International trade allows countries to expand their markets and access goods and services that otherwise may not have been available domestically. As a result of international trade, the market is more competitive. This ultimately results in more competitive pricing and brings a cheaper product home to the consumer.
International trade was key to the rise of the global economy. In the global economy, supply and demand—and therefore prices—both impact and are impacted by global events.
Political change in Asia, for example, could result in an increase in the cost of labor. This could increase the manufacturing costs for an American sneaker company that is based in Malaysia, which would then result in an increase in the price charged for a pair of sneakers that an American consumer might purchase at their local mall.
Global trade allows wealthy countries to use their resources—for example, labor, technology, or capital—more efficiently.

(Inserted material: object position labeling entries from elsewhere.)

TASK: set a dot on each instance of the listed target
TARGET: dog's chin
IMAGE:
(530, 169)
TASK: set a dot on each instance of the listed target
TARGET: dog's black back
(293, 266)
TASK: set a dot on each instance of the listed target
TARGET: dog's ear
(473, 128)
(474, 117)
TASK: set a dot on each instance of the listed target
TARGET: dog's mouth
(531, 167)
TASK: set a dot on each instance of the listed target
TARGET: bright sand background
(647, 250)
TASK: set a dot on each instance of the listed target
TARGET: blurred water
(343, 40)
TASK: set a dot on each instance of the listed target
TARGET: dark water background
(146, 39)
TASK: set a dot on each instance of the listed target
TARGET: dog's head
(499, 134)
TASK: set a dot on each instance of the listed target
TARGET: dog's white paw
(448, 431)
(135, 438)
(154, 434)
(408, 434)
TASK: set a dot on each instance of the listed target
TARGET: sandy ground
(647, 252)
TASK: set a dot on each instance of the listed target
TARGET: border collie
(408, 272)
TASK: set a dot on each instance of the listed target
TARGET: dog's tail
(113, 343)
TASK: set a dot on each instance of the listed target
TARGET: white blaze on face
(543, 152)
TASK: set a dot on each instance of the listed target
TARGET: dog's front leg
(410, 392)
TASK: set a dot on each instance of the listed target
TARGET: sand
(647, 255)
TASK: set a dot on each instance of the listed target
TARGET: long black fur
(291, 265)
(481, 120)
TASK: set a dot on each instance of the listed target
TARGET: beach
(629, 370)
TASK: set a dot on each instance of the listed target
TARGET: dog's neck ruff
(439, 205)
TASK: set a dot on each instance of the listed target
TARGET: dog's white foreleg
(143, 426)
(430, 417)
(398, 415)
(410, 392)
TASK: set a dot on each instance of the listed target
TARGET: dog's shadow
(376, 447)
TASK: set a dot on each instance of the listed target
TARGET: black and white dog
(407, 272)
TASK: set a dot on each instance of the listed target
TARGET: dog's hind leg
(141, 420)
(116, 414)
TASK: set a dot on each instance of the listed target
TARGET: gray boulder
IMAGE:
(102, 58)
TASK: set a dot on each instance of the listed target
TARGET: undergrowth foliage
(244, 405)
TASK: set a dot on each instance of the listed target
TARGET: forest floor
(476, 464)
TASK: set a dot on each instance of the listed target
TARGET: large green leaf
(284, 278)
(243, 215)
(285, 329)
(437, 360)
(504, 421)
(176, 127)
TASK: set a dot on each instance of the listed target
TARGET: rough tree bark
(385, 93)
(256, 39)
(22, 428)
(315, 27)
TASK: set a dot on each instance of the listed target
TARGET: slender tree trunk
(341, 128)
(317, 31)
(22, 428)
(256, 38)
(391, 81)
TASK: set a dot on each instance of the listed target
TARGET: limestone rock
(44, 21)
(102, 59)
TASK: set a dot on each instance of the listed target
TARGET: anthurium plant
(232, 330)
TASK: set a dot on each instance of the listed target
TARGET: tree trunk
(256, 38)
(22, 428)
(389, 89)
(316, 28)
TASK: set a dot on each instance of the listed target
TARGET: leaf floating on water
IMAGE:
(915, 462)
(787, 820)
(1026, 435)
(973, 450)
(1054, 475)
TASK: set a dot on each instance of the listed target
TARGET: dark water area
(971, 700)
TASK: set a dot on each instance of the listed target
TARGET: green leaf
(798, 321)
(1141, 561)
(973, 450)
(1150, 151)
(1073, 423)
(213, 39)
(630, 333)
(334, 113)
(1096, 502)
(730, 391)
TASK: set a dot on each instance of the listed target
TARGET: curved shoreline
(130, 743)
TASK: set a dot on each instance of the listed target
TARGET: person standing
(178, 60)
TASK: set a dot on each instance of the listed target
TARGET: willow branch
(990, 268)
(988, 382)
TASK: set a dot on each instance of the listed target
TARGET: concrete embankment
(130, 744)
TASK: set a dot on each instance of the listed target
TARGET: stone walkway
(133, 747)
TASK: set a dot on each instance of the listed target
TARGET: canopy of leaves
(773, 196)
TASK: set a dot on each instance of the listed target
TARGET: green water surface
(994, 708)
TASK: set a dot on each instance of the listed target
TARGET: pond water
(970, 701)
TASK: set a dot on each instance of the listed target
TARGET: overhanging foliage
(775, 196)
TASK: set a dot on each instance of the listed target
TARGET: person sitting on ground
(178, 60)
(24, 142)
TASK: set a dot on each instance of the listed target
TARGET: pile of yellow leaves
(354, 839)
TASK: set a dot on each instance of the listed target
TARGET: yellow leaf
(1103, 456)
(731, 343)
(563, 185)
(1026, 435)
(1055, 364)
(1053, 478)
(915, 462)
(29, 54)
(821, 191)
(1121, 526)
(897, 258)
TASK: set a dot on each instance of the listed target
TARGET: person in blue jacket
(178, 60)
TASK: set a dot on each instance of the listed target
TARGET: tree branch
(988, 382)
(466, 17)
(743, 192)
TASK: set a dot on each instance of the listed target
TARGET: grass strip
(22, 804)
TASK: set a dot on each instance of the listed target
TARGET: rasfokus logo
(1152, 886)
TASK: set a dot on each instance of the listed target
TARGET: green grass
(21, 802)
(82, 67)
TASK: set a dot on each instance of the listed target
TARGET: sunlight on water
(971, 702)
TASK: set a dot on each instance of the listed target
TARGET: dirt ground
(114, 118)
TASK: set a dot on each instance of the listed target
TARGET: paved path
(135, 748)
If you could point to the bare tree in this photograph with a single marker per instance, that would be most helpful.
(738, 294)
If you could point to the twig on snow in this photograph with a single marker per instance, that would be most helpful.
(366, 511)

Different countries are endowed with different assets and natural resources: land, labor, capital, and technology, etc. This allows some countries to produce the same good more efficiently—in other words, more quickly and with less of a cost. Therefore, they may sell it more cheaply than other countries. If a country cannot efficiently produce an item, it can obtain it by trading with another country that can. This is known as specialization in international trade.
A more contemporary example of comparative advantage is China’s comparative advantage over the United States in the form of cheap labor. Chinese workers produce simple consumer goods at a much lower opportunity cost.4 The United States’ comparative advantage is in specialized, capital-intensive labor. American workers produce sophisticated goods or investment opportunities at lower opportunity costs. Specializing and trading along these lines benefits each country.